MMiat is a Python library for implementing and evaluating Membership Inference Attacks (MIAs) on machine learning models. It provides a simple and efficient way to test the privacy vulnerabilities of trained models by determining whether a given data point was used during training.

Features

  • Seamless PyTorch Integration: Works directly with your existing PyTorch models and datasets
  • Minimal Code Changes: Evaluate privacy risks with just a few lines of code
  • Compatible with Standard ML Workflows: Fits naturally into your existing training and evaluation pipelines
  • Implementation of various membership inference attacks (currently including Loss Attack)
  • Utilities for dataset partitioning and attack evaluation
  • Metrics calculation for attack performance (AUC, accuracy)
  • Visualization tools for comparing different attacks
  • Reproducibility utilities for consistent results

Installation

You can install MMiat directly from GitHub using pip:

pip install git+https://github.com/mvujas/mmiat

Requirements

  • Python 3.8 or higher

Quick Start

The library provides a simple interface for implementing membership inference attacks. Here's a basic example:

from mmiat.attacks import LossAttack
from mmiat.utils.data import AttackPredictionDataset
from mmiat.evaluation.aggregate_metrics import calculate_miametrics
from mmiat.evaluation.reporting.plot import create_mia_metric_report

# Create an attack instance
attack = LossAttack(device="cuda" if torch.cuda.is_available() else "cpu")

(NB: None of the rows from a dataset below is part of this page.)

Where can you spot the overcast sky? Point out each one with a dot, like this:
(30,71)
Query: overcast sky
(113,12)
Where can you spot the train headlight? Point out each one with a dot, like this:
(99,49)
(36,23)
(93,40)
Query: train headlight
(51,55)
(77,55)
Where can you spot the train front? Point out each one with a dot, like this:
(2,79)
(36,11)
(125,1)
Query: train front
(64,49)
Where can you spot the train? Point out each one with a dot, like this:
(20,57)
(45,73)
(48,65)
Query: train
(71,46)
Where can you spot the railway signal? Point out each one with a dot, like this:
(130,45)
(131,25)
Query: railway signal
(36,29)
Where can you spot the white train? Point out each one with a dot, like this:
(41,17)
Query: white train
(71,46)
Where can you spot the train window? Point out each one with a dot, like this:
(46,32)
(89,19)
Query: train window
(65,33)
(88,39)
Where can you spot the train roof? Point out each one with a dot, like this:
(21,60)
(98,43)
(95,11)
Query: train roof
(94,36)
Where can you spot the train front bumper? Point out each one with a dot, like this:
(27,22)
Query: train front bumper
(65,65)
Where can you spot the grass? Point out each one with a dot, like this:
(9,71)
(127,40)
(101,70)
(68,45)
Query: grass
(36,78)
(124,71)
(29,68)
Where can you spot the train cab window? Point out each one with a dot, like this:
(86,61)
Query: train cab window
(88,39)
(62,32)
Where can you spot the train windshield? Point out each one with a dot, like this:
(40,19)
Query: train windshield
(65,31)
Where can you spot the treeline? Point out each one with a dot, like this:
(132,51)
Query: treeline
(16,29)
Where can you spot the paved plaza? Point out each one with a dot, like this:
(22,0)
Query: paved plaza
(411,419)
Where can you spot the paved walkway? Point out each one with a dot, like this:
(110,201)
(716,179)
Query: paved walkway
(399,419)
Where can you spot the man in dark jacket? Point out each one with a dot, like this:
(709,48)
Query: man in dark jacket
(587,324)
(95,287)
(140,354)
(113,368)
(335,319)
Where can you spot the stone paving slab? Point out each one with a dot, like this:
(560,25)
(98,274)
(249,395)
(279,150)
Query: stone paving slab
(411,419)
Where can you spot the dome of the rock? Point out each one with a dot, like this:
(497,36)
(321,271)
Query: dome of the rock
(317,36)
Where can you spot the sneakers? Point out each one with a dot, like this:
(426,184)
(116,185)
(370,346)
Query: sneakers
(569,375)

# Prepare your dataset for attack
attack_dataset = AttackPredictionDataset(trainset, nontrainset)

# Perform the attack
membership_labels, confidences = attack.attack(model, attack_dataset)

# Calculate metrics
metrics = calculate_miametrics(membership_labels, confidences)

# Visualize results
create_mia_metric_report(metrics, attack_name="Loss Attack", extras=["auc", "accuracy"])

Integration with Your ML Pipeline

MMiat is designed to work seamlessly with your existing ML workflow:

  1. Train your model as usual with PyTorch
  2. Partition your data using the provided utilities
  3. Run the attack with minimal additional code
  4. Evaluate and visualize the results

No need to modify your model architecture or training process - just add a few lines of code to assess privacy risks.

Examples

Check out the examples directory for more detailed usage examples:

  • Attacking a Simple Classifier: Demonstrates how to perform a membership inference attack on a simple convolutional network trained on CIFAR-10.

License

This project is licensed under the terms of the license included in the LICENSE file.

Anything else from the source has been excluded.